Biohacking: On the fringes of the tech industry, the use of peptides has expanded far beyond the GLP-1 agonists that have transformed the science of weight loss. A diverse array of compounds is now in circulation, each promoted by enthusiasts for specific physiological goals. BPC-157 and TB-500 are touted for injury recovery by stimulating new blood vessel growth; oxytocin is used in attempts to influence social behavior, with one OpenAI researcher publicly likening it to an "Ozempic for autism"; epitalon is associated with sleep regulation; and retatrutide, a next-generation weight-loss drug still in clinical trials, is used for appetite suppression and enhanced focus.

For many of these uses, the scientific backing is far weaker than that for GLP-1 drugs. Yet many users extrapolate from the proven success of GLP-1s to dozens of untested, unrelated peptides – often without randomized, placebo-controlled trials or independent, peer-reviewed publications. This dynamic blurs the line between legitimate pharmacology and speculative biohacking.
The supply driving this trend is largely based in China, a major hub for peptide manufacturing. According to US customs data, imports of hormone and peptide compounds from China has nearly doubled, reaching about $328 million in the first three quarters of 2025, up from $164 million in the same period of 2024. That growth reflects demand for GLP-1-related materials, melanotan II, and other peptides, including shipments to compounding pharmacies as well as gray-market suppliers.
In practice, these products enter the tech ecosystem in standardized form. Peptides arrive as powders in vials labeled "for research use only," a phrase that often functions as a legal fiction. Users mix the powders with sterile water and self-inject – typically with insulin syringes purchased from mainstream e-commerce platforms, effectively converting laboratory reagents into personal pharmaceuticals.

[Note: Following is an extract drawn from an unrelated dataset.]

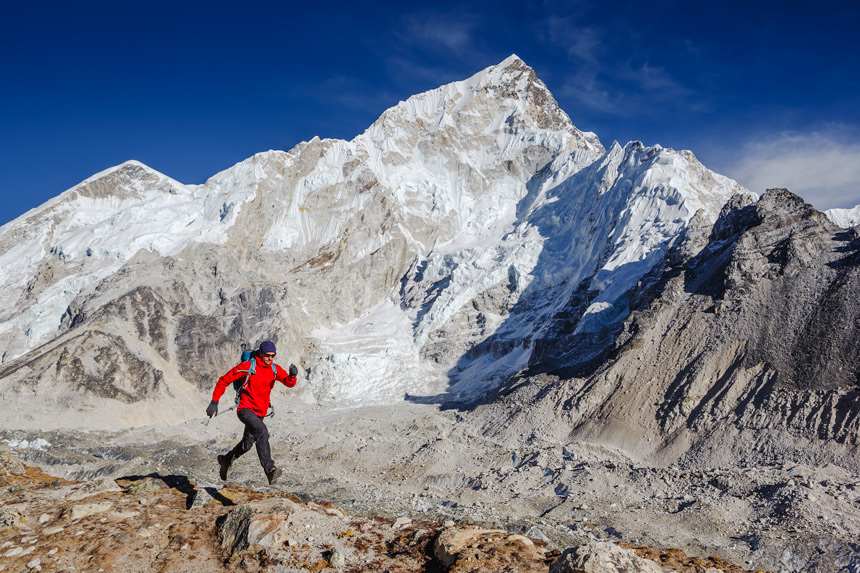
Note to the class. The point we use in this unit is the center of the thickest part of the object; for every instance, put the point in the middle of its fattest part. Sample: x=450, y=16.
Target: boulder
x=261, y=523
x=603, y=557
x=9, y=464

The economics reinforce adoption. Branded, FDA-approved GLP-1 drugs like Ozempic and Zepbound carry list prices above $1,000 per month, while research-use equivalents purchased through gray channels reportedly cost roughly one-fifth as much. A San Francisco-based supplier of Chinese peptides, who requested anonymity because marketing them for human use is unlawful, told The New York Times that its average customer "is closer to a Starbucks barista," adding that "the techies were the first on this because of the willingness to take ridiculous risks."
Within tech companies, usage tends to spread hierarchically – often beginning with executives and moving through technical leadership and hardware teams – while biopharma professionals are described as comparatively cautious.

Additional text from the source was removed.